Problem Behavior: However, when performing load testing, if I bring down all kafka brokers for 3-5 minutes and then bring the cluster back online, the Spring application's publisher continues to show failures for all publish attempts. This continues for approximately 7 hours at which time the publisher is able to successfully re-establish communication with kafka again (usually this is preceeded by a broken pipe exception but not always).
Current Findings: While performing the load test, for approx. 10 minutes, I connected to the the application using JConsole and monitored the producer metrics exposed via kafka.producer. Within the first approx. 30 seconds of heavy load, buffer-available-bytes continues to decrease until it reaches 0 and stays at 0. waiting-threads remains between 6 and 10 (alternates everytime I hit refresh) and buffer-available-bytes remains at 0 for approx. 6.5 hours. After that buffer-available-bytes shows all of the originally allocated memory restored but kafka publish attempts continue failing for approx. another 30 minutes before finally the desired behavior restores.
Current Producer Configuration
request.timeout.ms=3000
max.retry.count=2
max.inflight.requests=1
max.block.ms=10000
retry.backoff.ms=3000
All other properties are using their default values
Questions:
Update: To try and clarify thread usage. I'm using the single producer instance as recommended in the JavaDocs. There are threads such as https-jsse-nio-22443-exec-* which are handling incoming https requests. When a request comes in some processing occurs and once all non-kafka related logic completes a call is made to a method in another class decorated with @Async. This method makes the call to kafkatemplate.send(). The response back to the client is shown in the logs before the publish to kafka is performed (this is how Im verifying its being performed via separate thread as the service doesn't wait to publish before returning a response). There are task-scheduler-* threads which appear to be handling the callbacks from kafkatemplate.send(). My guess is that the single kafka-producer-network-thread handles all of the publishing.

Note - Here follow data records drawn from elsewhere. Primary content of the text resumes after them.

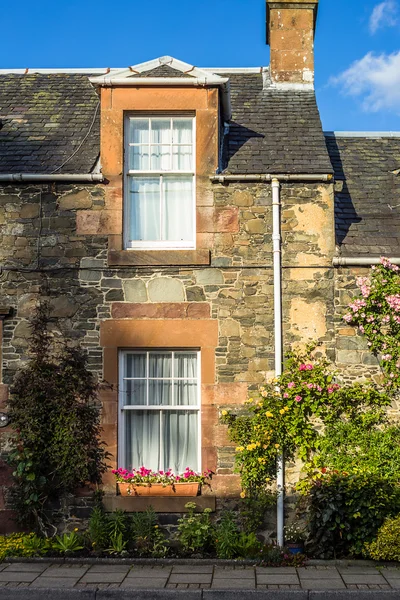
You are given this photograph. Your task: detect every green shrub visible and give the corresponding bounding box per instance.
[308,472,400,558]
[363,515,400,561]
[177,502,215,553]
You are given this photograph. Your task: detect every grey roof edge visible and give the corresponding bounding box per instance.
[324,131,400,138]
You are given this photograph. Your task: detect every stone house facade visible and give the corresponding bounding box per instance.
[0,0,400,533]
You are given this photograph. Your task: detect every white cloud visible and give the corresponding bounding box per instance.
[369,0,398,34]
[330,50,400,115]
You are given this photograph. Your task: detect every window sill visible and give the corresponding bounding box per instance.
[103,495,215,513]
[108,250,211,267]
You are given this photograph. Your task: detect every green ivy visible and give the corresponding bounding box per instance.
[9,304,108,534]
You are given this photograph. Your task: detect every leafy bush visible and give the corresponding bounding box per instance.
[363,515,400,561]
[9,304,108,534]
[309,472,400,558]
[177,502,215,553]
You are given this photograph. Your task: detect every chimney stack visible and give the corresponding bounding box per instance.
[266,0,318,84]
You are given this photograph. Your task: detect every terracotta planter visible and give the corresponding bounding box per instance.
[118,482,200,496]
[285,542,304,554]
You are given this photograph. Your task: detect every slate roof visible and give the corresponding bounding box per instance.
[226,73,332,174]
[0,65,332,173]
[326,134,400,257]
[0,74,100,173]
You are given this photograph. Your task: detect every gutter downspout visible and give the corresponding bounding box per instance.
[271,177,285,548]
[332,256,400,267]
[0,173,104,182]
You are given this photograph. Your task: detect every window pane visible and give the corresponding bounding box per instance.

My application was making an http request and sending each message to a deadletter table on a database platform upon failure of each kafka publish. The same threads being spun up to perform the publish to kafka were being re-used for this call to the database. I moved the database call logic into another class and decorated it with its own @Async and custom TaskExecutor. After doing this, I've monitored JConsole and can see that the calls to Kafka appear to be re-using the same 10 threads (TaskExecutor: core Pool size - 10, QueueCapacity - 0, and MaxPoolSize - 80)
and the calls to the database service are now using a separate thread pool (TaskExecutor: core Pool size - 10, QueueCapacity - 0, and MaxPoolSize - 80)
which is consistently closing and opening new threads but staying at a relatively constant number of threads. With this new behavior buffer-available-bytes is remaining at a healthy constant level and the application's kafka publisher is successfully re-establishing connection once brokers are brought back online.